The above commands create a new static library libexternal_library_complete.a in the current directory. To use it, adjust the nvq++ command accordingly:

nvq++ my_code.cpp -L. -Wl,-Bstatic -lexternal_library_complete -Wl,-Bdynamic ...

Note

If the third-party library functions you are calling from your CUDA-Q code consume or produce data types that explicitly depend on the C++ standard library implementation, a small shim is needed to properly encapsulate these dependencies, as described in Interfacing between binaries compiled with a different toolchains.

Interfacing between binaries compiled with a different toolchains

To avoid incompatibilities between different C++ implementations, two binaries built using a different C++ compiler should be careful when passing data types between them that rely on a specific C++ implementation.

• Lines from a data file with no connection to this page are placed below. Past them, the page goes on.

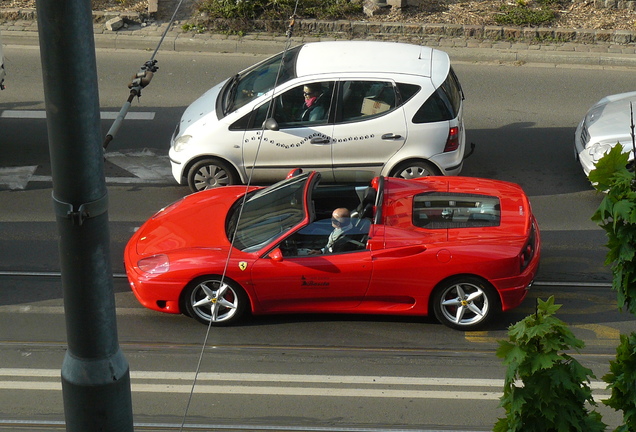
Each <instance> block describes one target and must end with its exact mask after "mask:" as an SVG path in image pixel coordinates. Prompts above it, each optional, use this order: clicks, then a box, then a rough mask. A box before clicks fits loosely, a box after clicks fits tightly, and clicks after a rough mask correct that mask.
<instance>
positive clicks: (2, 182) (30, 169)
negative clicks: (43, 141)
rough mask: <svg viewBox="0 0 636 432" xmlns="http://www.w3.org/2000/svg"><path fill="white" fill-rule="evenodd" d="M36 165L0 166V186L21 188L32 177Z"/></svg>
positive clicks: (24, 184)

While primitive data types can be passed without issues, attempting to pass a string, for example, will result in a linking failure; a char* must be passed instead of a string.

Most other data types, including templated types, can be passed as long as their alignment matches. While different compilers generally align data differently, it is possible to force a particular alignment when defining the data type or value. For example, if we define a struct

#pragma pack(push, 4)
template <typename ScalarType>
struct Entry {
  bool is_integral;
  ScalarType value;
};
#pragma pack(pop)

the pragma directives ensure that each item will be 4-byte aligned, regardless of the default setting that can differ between compilers.

Even function pointers can usually be passed, as long as their argument and return types can be passed. When using templated functions and data types, the header file should only include their declaration as well as explicit instantiation for all valid template arguments. For example,

template <typename CudaDataType>
void initializeDeviceStateVector(uint32_t n_blocks,
                                int32_t threads_per_block,
                                void *deviceStateVector,
                                std::size_t stateDimension) {
  cudaInitializeDeviceStateVector<<<n_blocks, threads_per_block>>>(
    reinterpret_cast<CudaDataType *>(deviceStateVector), stateDimension);
}

template void
initializeDeviceStateVector<cuFloatComplex>(uint32_t n_blocks,
                                int32_t threads_per_block,
                                void *deviceStateVector,
                                std::size_t stateDimension);

template void
initializeDeviceStateVector<cuDoubleComplex>(uint32_t n_blocks,
                                int32_t threads_per_block,
                                void *deviceStateVector,
                                std::size_t stateDimension);

The most cumbersome aspect when libraries built with different toolchains are combined into a single executable is exception handling. Since the handling relies on a specific ABI, an thrown exception is not necessarily recognized as such in a library that uses a different ABI implementation. While matching the exception type may not work as expected, a catch-all will reliably catch any thrown exception.